The study, entitled Human Volatilome Analysis To Identify Individuals With Asthma In Clinical Settings, and supervised by the ISPUP researchers André Moreira and João Rufo, aimed to evaluate if an electronic nose could detect differences between exhaled air in people with symptoms suggestive of asthma.
“We used the electronic nose to evaluate the air exhaled by people with asthmatic symptoms, so that we could assess differences in the exhaled compounds, which are caused by the inflammatory state of the airways that characterize these patients, and thus be able to use precision medicine in treatment“, explains Mariana Farraia, the first author of the study, who was honored at the aforementioned Congress held in Norway, between January 24 and 27.
“In people with asthma and respiratory disease, the inflammatory state of the disease causes changes at the cellular level that are reflected in the air expelled.

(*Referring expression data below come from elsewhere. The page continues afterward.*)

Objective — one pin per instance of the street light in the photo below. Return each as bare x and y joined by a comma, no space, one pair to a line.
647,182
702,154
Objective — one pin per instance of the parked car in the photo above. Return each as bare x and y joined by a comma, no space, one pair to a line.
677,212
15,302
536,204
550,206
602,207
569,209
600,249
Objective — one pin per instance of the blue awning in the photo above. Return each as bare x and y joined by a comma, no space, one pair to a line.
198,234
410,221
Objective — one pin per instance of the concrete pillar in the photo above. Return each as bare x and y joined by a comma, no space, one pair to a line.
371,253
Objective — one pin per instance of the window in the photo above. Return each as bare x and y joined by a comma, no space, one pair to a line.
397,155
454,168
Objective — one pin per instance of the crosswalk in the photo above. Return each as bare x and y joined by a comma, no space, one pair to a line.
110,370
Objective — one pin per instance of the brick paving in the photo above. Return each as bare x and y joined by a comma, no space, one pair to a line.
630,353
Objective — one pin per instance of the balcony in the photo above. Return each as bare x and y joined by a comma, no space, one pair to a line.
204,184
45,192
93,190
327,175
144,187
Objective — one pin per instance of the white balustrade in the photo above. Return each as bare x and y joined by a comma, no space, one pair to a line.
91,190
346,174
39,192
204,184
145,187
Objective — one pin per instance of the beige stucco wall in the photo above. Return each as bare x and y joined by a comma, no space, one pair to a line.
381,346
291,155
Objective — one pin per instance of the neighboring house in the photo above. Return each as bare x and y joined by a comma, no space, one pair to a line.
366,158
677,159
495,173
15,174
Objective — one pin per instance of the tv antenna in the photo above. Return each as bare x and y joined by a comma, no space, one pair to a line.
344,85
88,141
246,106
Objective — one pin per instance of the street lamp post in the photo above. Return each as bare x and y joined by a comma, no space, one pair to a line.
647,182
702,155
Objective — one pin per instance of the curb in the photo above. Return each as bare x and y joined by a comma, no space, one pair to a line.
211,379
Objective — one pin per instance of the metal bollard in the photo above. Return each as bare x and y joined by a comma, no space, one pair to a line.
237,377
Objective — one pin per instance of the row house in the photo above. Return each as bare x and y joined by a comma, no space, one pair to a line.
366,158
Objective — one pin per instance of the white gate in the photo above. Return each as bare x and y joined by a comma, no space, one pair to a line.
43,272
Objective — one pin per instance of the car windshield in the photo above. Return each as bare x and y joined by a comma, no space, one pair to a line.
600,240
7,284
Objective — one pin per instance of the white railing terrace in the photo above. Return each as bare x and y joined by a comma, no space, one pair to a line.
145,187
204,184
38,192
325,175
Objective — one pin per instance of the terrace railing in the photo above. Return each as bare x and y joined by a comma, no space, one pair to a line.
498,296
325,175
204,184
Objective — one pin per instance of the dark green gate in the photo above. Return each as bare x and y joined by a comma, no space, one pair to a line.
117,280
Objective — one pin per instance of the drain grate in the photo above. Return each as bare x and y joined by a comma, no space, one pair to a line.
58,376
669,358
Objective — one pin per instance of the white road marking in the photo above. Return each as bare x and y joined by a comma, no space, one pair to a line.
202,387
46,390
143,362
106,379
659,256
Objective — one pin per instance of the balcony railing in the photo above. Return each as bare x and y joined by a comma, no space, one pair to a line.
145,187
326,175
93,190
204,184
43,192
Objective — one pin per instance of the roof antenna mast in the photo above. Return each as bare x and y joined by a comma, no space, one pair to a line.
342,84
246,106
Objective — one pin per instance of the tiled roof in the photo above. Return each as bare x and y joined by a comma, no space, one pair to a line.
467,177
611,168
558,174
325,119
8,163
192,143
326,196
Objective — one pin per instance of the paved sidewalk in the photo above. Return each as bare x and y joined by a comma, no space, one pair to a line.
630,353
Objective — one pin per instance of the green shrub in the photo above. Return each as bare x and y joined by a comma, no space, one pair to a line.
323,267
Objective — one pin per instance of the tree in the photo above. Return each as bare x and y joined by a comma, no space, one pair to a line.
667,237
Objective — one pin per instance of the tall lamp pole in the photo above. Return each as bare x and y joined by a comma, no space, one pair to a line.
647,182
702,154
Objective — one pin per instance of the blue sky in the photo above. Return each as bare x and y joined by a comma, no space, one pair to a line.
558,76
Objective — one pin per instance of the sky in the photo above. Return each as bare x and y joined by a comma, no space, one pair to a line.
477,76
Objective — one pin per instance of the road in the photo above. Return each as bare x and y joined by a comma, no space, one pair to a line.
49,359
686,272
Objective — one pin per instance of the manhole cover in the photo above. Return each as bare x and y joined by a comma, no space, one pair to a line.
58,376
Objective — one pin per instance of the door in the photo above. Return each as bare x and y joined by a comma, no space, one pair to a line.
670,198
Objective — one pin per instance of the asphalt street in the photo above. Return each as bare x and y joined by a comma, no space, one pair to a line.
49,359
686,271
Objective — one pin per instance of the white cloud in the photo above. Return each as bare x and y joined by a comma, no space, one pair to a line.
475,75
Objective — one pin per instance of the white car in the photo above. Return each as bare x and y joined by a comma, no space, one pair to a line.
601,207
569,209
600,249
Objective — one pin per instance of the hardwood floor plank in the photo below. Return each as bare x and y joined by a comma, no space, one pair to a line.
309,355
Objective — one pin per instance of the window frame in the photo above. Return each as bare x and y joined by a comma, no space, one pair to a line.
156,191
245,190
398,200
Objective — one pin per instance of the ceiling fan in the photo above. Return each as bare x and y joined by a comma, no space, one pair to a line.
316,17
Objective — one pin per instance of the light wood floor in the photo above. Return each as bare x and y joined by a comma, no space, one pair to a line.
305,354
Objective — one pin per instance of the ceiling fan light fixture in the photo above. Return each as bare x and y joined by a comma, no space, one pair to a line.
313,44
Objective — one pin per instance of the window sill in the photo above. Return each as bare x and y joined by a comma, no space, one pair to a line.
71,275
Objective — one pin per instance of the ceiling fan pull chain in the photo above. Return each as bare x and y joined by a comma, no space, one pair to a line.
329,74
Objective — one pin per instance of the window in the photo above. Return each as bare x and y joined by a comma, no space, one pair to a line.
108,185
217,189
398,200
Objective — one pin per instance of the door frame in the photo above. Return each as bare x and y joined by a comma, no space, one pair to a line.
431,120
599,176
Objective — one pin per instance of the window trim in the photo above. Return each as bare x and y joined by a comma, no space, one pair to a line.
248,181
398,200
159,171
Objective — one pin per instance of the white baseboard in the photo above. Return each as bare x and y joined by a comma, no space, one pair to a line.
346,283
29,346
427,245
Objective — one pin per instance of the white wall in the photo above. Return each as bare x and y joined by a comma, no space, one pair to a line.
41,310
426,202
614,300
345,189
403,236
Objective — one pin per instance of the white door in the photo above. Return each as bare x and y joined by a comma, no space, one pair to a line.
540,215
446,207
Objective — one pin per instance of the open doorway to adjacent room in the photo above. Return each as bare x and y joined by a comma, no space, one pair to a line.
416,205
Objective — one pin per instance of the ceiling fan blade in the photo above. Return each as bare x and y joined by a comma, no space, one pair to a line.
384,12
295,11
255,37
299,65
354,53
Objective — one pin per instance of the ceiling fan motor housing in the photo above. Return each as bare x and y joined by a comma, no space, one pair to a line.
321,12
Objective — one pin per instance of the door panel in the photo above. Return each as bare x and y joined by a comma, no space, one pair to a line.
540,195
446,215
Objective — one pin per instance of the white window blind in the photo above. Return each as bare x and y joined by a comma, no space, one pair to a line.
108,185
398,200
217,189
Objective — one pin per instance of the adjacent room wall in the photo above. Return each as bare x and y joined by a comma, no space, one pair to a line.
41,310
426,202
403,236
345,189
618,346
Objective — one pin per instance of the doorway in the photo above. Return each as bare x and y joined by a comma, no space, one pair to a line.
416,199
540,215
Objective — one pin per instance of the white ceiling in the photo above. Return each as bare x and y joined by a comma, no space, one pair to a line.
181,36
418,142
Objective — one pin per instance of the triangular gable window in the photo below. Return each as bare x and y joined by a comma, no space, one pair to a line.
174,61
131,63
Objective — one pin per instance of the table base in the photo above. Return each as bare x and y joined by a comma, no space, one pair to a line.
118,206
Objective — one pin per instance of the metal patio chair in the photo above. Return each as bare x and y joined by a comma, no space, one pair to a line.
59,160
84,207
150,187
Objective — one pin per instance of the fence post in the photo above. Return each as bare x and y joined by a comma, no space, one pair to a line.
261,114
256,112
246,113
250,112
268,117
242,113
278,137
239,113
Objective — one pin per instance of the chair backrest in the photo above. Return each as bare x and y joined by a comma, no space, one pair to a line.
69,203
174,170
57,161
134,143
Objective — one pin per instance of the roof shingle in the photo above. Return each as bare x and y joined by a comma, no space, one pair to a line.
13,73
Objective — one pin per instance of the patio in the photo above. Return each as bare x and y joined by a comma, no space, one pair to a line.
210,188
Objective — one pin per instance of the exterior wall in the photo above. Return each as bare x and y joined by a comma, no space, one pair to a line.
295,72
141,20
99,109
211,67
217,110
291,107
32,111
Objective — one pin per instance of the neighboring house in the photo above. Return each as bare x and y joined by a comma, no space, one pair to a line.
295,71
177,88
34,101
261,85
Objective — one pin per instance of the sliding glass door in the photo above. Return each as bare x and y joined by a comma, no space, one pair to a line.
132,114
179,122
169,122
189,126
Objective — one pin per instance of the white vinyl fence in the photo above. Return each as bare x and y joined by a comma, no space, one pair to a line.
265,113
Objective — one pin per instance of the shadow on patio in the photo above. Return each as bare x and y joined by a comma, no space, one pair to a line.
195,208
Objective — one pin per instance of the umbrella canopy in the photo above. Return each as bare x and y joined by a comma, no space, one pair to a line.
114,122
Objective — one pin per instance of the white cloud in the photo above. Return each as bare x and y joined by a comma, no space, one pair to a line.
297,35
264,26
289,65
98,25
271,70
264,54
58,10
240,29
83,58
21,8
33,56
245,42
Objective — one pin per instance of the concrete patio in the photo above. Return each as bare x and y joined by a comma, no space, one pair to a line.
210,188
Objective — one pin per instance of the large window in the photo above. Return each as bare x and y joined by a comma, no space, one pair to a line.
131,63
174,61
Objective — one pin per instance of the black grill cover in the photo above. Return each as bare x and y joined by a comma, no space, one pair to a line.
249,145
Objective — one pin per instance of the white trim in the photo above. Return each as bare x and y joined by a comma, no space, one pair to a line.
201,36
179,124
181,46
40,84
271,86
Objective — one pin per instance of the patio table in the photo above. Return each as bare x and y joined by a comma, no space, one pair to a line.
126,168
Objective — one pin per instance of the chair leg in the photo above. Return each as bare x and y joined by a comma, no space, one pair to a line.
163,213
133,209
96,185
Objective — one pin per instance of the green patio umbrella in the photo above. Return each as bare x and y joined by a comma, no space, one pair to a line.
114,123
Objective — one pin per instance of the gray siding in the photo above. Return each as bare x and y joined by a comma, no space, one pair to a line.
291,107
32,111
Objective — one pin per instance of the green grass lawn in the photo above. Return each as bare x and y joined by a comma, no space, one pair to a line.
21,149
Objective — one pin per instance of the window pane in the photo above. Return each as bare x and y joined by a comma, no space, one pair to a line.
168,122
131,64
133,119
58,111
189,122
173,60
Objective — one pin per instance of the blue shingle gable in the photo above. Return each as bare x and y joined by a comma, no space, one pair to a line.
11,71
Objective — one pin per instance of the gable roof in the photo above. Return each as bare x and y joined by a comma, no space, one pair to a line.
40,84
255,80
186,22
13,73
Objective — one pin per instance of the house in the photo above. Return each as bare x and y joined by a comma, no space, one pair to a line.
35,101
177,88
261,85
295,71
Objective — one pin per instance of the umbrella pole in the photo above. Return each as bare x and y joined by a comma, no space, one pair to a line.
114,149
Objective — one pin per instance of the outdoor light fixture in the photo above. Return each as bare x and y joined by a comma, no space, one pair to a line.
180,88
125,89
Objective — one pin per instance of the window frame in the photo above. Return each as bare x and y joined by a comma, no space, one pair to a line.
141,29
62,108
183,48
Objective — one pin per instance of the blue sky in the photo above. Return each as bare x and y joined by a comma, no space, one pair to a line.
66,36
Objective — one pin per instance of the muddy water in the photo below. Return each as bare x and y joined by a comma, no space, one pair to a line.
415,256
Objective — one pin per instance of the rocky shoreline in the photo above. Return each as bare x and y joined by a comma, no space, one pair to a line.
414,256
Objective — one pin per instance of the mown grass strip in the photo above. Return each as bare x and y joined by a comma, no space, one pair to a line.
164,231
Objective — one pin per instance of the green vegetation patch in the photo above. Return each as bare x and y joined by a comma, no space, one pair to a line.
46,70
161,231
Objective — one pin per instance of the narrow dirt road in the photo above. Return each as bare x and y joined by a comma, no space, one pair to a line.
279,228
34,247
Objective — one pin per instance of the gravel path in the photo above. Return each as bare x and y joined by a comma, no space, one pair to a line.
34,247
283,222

The electronic nose evaluates the profile of compounds present in the air samples and seeks to detect differences in the air exhaled by people with asthma”, she says.
Given that asthma is a complex disease in which diagnosis is often a difficult and poorly adjusted process for each patient, the study, which will be published, is intended to help create more diagnostic tools to detect asthma and help doctors more appropriately manage the treatment of each patient.
The work, developed in two stages, namely the creation of the algorithm that allows the diagnosis by the electronic nose and a subsequent validation in a real clinical environment, also received a prize to be presented at ISAF – the International Severe Asthma Forum 2018, which took place in Madrid, between 8 and 10 November 2018.
According to data from the National Health Survey (INS), the prevalence of asthma in Portugal is 5.3% (approximately 530 thousand people). This work served to support future work by the research group, which is to develop an algorithm that allows identifying the most severe forms of asthma that need a differentiated clinical approach. This is of particular importance since recent INS results showed that about 1.4% of the Portuguese population is affected.